A Chinese patient woke up in the morning having lost part of her hearing. She did not understand what her boyfriend was saying but still heard female voices. She had lost hearing on low frequencies – a rare disorder known as “Reverse-Slope hearing loss.”
Generally, as we grow, we lose hearing in the treble. But here it is the opposite that happened to Ms. Chen, a Chinese patient whose extraordinary case is reported by the Daily Mail.
Ms. Chen lives in Xiamen City, on the southeast coast of China. One night she went to bed and the next day she could not hear her boyfriend’s voice.
To understand what was happening to her, Ms. Chen went to the hospital where the doctors found that she had lost hearing in the low frequencies.
The ENT physician who examined her was diagnosed with a rare condition, an inverted-slope hearing loss, or low-frequency hearing loss.
Dr.

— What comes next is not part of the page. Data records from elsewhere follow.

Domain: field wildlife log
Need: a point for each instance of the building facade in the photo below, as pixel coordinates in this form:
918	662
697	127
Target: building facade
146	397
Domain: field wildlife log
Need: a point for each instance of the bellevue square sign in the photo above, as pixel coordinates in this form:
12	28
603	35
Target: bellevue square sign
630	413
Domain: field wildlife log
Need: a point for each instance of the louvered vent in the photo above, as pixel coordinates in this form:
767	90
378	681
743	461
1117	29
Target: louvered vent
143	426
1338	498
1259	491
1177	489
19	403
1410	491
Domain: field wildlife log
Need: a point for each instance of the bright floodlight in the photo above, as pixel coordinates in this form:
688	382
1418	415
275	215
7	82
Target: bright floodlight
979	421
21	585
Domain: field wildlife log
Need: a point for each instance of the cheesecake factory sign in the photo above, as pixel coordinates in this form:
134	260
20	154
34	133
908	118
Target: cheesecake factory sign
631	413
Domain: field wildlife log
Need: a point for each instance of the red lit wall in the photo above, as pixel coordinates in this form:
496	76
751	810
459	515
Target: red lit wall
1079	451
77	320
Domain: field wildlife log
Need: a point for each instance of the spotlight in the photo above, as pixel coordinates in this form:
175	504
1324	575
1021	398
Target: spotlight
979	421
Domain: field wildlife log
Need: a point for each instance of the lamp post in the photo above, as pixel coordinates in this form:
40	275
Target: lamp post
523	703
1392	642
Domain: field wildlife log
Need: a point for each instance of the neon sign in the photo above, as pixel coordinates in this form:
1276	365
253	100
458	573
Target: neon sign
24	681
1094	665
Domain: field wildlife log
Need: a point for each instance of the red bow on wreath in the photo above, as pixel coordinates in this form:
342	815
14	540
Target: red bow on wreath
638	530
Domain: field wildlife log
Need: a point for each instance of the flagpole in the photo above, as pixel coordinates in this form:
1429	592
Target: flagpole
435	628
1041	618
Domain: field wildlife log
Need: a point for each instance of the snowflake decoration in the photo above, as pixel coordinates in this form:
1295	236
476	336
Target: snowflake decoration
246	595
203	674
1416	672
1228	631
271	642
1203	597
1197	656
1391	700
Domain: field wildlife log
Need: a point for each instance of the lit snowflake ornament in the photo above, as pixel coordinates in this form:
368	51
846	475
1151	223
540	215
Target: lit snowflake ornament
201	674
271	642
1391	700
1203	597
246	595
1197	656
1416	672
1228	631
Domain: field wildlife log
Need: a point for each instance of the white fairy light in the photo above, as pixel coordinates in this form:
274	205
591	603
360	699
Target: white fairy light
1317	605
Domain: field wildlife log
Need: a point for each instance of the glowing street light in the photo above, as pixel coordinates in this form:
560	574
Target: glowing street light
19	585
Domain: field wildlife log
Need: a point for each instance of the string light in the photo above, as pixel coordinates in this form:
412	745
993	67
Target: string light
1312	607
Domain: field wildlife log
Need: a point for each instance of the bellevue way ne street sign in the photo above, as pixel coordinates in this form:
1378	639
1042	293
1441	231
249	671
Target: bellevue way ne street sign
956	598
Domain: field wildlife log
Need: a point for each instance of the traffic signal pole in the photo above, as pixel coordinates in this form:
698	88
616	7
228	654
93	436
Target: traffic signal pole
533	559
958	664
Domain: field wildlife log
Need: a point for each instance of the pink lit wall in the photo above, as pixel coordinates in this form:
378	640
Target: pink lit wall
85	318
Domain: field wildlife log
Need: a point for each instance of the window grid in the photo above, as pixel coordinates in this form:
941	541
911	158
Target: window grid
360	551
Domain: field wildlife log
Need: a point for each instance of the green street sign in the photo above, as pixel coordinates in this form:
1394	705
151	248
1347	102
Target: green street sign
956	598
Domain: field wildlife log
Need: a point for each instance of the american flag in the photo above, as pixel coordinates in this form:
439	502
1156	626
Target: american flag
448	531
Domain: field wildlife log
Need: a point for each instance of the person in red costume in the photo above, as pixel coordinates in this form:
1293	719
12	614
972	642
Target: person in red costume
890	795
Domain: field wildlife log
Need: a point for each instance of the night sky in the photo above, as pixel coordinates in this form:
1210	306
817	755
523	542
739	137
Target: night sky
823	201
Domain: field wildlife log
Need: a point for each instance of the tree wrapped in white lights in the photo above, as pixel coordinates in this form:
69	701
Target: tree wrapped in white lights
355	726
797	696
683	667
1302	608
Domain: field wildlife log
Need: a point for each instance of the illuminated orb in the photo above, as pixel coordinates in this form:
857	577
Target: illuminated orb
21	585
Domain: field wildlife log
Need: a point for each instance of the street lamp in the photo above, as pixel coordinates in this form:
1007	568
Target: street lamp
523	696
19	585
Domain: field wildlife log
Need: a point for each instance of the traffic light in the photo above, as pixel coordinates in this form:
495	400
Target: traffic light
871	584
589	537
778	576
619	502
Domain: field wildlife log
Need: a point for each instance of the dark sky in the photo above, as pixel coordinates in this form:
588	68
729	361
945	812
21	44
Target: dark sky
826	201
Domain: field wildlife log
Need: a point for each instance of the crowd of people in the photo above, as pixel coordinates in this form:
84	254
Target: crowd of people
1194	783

Lin Xiaoqing explained in the press that the patient understood what a woman’s voice was saying but not that of a man.
“She could hear me when I spoke to her, but when a young patient came in, she could not hear it anymore.”He said.

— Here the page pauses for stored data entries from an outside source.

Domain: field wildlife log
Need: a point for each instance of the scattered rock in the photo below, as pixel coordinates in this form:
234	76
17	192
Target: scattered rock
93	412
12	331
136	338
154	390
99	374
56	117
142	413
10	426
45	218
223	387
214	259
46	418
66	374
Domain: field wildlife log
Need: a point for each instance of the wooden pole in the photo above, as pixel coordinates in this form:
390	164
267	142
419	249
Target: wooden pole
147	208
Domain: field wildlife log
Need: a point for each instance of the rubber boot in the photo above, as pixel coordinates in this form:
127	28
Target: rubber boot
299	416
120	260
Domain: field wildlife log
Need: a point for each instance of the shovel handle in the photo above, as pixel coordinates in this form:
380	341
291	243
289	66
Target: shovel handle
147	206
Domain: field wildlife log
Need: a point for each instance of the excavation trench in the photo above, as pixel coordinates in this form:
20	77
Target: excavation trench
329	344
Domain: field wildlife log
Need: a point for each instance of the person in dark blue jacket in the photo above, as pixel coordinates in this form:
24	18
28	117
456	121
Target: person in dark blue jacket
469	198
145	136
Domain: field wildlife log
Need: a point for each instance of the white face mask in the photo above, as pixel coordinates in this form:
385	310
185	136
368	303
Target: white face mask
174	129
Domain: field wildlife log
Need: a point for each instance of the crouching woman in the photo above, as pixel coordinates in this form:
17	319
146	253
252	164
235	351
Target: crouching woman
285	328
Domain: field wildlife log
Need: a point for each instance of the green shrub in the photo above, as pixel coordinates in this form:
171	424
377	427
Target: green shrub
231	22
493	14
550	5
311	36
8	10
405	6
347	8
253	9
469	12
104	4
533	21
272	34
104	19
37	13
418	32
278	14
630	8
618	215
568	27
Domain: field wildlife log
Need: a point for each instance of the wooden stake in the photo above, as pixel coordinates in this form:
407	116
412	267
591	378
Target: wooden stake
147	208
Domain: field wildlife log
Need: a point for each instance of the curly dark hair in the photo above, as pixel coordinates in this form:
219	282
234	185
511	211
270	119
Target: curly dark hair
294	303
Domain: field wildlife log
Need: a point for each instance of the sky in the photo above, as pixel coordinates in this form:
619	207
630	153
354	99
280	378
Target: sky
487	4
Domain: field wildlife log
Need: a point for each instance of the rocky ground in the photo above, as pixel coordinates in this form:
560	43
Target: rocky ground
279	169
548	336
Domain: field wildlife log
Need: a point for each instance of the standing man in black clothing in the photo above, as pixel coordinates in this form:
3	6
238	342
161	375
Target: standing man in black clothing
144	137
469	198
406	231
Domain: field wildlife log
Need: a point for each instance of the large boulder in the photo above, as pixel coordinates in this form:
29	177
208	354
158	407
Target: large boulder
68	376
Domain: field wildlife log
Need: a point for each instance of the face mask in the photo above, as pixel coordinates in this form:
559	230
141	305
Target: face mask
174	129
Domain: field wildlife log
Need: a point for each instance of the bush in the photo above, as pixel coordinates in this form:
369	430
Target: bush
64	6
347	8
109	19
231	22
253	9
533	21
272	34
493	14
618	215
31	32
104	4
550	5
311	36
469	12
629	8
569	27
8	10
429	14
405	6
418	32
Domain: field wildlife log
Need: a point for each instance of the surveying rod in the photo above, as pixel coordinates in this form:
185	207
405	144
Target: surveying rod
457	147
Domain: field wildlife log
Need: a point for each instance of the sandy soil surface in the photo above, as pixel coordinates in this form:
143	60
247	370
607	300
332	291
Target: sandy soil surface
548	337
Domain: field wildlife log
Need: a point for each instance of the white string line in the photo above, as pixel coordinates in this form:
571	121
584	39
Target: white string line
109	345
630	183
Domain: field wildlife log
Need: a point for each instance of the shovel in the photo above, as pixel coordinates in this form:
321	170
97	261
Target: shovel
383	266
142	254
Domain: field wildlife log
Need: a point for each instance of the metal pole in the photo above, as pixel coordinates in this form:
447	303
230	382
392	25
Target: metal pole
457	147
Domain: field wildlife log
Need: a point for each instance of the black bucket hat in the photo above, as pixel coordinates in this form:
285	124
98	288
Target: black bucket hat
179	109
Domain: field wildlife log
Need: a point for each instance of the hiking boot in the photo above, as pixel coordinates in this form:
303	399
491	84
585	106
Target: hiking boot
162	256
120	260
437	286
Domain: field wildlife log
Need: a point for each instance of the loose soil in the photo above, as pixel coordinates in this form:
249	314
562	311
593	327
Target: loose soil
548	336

A rare hearing loss, possibly related to stress.
Generally, when performing an audiogram, people who lose auditory abilities have a downward slope with a loss of hearing in the high frequencies.
But in cases of low-frequency hearing loss, the audiogram shows a rising curve and the slope is reversed. According to an American hearing center, only one in 12,000 people with a hearing problem would be affected by this reverse-slope hearing loss.

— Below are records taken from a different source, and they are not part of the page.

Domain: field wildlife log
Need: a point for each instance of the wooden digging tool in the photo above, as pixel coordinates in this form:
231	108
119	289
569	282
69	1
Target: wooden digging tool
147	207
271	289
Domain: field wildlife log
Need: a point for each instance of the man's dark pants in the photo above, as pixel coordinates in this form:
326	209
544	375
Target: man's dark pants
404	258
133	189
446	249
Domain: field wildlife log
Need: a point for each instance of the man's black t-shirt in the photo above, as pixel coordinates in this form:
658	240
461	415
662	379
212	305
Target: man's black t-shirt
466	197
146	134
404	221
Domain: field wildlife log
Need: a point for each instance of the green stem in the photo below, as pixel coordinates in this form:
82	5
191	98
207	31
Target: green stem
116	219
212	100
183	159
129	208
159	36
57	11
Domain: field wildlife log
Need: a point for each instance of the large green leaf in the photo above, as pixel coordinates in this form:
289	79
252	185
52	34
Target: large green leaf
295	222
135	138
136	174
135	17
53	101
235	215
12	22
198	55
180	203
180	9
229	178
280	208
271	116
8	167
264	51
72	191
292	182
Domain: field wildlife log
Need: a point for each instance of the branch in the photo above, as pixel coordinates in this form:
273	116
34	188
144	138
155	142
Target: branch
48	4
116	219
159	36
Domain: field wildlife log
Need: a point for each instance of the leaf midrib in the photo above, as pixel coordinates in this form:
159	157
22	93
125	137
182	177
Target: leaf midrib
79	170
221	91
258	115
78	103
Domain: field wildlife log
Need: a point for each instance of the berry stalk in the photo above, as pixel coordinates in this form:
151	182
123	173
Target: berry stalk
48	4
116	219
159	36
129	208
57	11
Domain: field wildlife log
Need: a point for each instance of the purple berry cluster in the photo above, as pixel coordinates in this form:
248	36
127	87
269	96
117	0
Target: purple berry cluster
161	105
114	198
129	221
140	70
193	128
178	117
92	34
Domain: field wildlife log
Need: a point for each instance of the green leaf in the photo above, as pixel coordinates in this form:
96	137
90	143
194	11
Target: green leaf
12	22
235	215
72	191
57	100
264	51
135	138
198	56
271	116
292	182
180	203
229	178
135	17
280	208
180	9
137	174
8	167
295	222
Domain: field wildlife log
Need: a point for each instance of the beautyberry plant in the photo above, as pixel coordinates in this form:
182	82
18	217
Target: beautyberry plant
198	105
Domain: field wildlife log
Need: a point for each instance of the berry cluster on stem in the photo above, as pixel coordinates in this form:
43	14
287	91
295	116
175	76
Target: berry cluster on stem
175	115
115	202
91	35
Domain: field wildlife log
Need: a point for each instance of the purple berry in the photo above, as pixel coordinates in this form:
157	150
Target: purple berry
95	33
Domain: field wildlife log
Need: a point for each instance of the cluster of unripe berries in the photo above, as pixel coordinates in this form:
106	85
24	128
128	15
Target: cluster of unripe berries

The patient had worked late in the period before the onset of her symptoms she had run out of sleep. The accumulation of fatigue and stress over several days may have contributed to her developing this rare disorder.
However, there are other causes of low-frequency hearing loss too. In 2012, a student from the University of Lorraine reported on this disease. She explains that the main known reasons for reverse-slope hearing loss are Meniere’s disease and genetic mutations.
Meniere’s disease affects the inner ear and it results in tinnitus, vertigo and hearing problems. Mutations in two genes may also contribute to reverse-slope hearing loss DIAPH1 and WFS1, the latter gene being implicated in Wolfram syndrome.
This Wolfram syndrome also called as DIDMOAD, is a neurodegenerative disease characterized by diabetes, deafness in the high or low frequencies, and atrophy of the optic nerve.